Rosyjska armia od jesieni 2024 r. przyspieszyła. Zdołała zająć 610 km kw. w październiku i 725 km kw. w listopadzie. W tych miesiącach Rosjanie podbili najwięcej ukraińskiego terytorium od marca 2022 r., czyli pierwszych tygodni agresji na pełną skalę, która rozpoczęła się 24 lutego 2022 r.
W grudniu tego roku rosyjskie natarcie osłabło i Moskwa przejęła kontrolę nad 465 km kw. w ciągu pierwszych 30 dni tego miesiąca.
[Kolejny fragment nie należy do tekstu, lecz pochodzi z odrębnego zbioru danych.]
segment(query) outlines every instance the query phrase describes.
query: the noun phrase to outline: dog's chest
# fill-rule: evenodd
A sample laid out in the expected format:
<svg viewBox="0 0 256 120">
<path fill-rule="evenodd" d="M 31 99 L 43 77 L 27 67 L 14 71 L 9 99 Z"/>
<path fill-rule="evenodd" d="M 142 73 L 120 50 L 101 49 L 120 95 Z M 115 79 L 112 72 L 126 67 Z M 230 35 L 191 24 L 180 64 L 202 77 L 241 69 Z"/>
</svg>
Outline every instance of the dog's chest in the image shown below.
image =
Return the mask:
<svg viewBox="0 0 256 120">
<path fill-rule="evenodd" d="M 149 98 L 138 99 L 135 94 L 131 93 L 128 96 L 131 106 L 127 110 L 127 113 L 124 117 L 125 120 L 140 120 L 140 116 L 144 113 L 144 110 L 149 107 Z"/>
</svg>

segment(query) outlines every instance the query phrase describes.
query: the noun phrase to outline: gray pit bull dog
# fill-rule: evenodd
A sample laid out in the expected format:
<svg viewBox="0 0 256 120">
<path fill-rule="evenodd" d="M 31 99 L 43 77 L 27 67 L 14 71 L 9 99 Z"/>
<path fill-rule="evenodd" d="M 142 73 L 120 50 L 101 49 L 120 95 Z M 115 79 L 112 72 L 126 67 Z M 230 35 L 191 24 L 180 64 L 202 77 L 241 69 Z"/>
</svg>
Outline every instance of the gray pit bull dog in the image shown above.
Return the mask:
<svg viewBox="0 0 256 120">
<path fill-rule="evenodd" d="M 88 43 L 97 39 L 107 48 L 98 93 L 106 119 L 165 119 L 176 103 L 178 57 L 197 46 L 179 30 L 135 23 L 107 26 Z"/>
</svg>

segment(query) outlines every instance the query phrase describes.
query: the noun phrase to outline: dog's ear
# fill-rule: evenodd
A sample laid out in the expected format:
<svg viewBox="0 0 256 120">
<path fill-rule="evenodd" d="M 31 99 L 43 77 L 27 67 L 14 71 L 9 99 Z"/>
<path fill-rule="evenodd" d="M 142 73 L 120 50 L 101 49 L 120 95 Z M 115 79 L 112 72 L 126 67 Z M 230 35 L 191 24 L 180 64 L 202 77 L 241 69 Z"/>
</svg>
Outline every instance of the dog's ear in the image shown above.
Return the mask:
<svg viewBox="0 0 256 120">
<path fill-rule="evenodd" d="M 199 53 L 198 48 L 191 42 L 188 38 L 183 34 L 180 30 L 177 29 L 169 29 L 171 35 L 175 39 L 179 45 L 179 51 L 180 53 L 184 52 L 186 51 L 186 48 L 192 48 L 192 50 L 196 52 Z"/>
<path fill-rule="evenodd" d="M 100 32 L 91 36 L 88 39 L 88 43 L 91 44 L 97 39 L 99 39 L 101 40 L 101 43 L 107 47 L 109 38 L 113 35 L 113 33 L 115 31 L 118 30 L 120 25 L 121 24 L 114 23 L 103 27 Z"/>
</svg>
Mimo spowolnienia działań, a także - częściowo - warunków pogodowych, Rosjanie zajęli w grudniu cztery razy więcej ukraińskiego terytorium, niż udało im się to w grudniu 2023 r. oraz dwa i pół raza więcej niż w tym samym miesiącu w 2022 r.
Rosjanie zmienili plany wobec Ukrainy
Jak będzie wyglądać w 2025 roku wojna w Ukrainie? Czy nastąpi przełom? Wiele było zapowiadanych przełomów. Trzeba sobie zdawać sprawę, że obie strony są już w takim stanie, że osiąganie celów poprzez kwestie militarne wyczerpało się - mówił w rozmowie z dziennikarzem Wirtualnej Polski ppłk rez. Maciej Korowaj.
Według niego Rosjanie zmienili plany wobec Ukrainy. Chcą światu pokazać, że jeżeli nie będziecie z nami rozmawiać, to będziemy dążyć do wojny, ale w mojej ocenie jest to tylko projekcja - wyjaśnił analityk wojskowy. Dodał, że Rosjanie chcą na podstawie tej wojny budować legendę, która ma być "projekcją agresji".
Zmieniła się także retoryka Rosji ws. zawieszenia broni. Od kilku tygodni Putin daje do zrozumienia, że mu na tym nie zależy. Zaczął przedstawiać absurdalne warunki przystąpienia Rosji do negocjacji. Jednym z nich jest zorganizowanie wyborów prezydenckich w Ukrainie. Według Putina, Zełenski rządzi w tym kraju nielegalnie.